Starting the morning off is important for my dad. Left to my own devices, I would sleep in until noon. But I must admit it is nice to enjoy the city before others awake and start making it more frenetic. For a brief moment, the light is filtered through low eastern angles, the air seems a little cleaner, the streets a lot emptier, and we have the whole back area of Quotidien on W 72nd to ourselves.
We always get the bread selection. NYC is blessed with great bread. Perhaps it's all in the water. We have the best water, still not chlorinated, but that soon will change. Lets hope we learn to protect our watershed instead of fracking and pollution the crap out of it for short-term profits. But right now we have the best drinking water I've ever used. The jams are great; my fav is the apricot with huge chucks of half-apricots throughout.
I had a warming cappuccino and a soft-boiled egg, which reminds me of my youth. Mom used to put the egg into these cute cup holders; the one I remember vividly was this sort of elf and she'd put a little cap on the egg for the hat. Who does that anymore? So some of that nostalgia floods back as I use my spoon to tap, tap, tap the top of the shell, making tiny cracks allowing me to peel it away. The spoon feels a tug of resistance on the egg white covering. Once through, it's golden delight reaching the yolky center. I try my best to scoop and mix all the contents to even out yolk-to-white spoonfuls.
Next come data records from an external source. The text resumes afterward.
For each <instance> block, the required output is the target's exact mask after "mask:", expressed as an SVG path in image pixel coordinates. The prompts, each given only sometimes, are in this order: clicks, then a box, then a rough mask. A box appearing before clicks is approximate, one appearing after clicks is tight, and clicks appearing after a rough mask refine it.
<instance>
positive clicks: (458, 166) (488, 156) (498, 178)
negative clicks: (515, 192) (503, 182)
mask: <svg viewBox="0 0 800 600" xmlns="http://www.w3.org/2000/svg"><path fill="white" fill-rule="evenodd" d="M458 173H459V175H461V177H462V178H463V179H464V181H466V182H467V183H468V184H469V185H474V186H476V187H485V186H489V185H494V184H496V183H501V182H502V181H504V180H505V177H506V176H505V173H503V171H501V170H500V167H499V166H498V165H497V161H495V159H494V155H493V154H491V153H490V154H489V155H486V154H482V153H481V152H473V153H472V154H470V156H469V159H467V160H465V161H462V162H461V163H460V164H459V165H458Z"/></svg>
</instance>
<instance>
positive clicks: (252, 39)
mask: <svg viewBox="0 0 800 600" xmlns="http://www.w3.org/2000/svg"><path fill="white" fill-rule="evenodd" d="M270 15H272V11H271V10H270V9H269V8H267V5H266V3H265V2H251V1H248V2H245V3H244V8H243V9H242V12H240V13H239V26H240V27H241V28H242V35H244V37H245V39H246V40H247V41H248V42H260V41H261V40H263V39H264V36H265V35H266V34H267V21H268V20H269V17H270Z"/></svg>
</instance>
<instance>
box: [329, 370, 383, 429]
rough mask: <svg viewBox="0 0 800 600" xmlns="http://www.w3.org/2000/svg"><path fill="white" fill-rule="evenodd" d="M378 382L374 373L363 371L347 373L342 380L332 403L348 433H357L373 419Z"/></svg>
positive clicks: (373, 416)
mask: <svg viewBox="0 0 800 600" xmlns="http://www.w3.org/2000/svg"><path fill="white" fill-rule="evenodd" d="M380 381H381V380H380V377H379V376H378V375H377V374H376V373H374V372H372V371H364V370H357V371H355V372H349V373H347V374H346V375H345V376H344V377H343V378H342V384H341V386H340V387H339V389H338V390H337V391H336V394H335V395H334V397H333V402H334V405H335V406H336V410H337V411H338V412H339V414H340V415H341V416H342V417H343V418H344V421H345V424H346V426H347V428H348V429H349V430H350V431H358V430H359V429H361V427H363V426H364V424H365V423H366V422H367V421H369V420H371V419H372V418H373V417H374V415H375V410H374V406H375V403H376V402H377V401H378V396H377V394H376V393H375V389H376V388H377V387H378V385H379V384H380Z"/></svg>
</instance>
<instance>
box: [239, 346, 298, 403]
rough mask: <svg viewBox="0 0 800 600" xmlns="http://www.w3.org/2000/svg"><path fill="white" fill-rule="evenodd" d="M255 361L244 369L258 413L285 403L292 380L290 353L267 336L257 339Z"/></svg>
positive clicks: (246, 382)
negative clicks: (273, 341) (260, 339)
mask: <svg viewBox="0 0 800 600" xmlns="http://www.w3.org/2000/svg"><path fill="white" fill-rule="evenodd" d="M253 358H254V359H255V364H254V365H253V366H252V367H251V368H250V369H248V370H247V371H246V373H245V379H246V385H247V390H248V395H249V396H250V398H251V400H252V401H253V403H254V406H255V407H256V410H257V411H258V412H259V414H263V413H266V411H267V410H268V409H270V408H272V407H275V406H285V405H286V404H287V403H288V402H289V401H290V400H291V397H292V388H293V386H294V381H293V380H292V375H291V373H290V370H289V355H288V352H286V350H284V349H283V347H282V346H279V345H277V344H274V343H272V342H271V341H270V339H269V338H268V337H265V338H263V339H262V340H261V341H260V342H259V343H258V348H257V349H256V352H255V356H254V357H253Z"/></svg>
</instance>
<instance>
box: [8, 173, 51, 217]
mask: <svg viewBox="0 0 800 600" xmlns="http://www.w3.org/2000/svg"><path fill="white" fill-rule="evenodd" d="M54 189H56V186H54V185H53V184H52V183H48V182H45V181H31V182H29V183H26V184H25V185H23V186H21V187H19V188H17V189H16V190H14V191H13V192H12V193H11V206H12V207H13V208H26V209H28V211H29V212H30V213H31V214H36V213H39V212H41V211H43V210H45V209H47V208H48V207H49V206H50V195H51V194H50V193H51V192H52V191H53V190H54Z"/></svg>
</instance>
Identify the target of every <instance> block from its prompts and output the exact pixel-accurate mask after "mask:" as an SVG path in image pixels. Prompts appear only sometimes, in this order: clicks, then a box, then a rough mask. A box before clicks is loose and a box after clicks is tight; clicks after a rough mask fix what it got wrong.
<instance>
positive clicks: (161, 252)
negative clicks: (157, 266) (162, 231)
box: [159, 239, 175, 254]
There's an art to eating a soft-boiled egg. It comes back so easily. But it helps to enjoy it with family, on a nice cold winter morning in New York, in a nice, quite spot, before the world is fully awake.
09 January 2010
Le Pain Quotidien
What a wonderful, civilized way to start the day. Comfortable, quality food, nice atmosphere, and food, it's about the food. And this is a chain! No obnoxious florescent lighting in fast-food places, no scary counters with disgruntled teenage and senior servers. You walk in past jams, teas, and pastries. Most of the time you can seat yourself at a few single tables or at the communal tables of rustic wood. No impersonal Formica or the stench of ammonia cleaners. No annoying posters advertising the latest 99cent menu option. The walls are rub painted a warm tan and old metal farm tractor seats act as artwork. I could sit here all day ... or at least until the stroller families overwhelm the place around noon.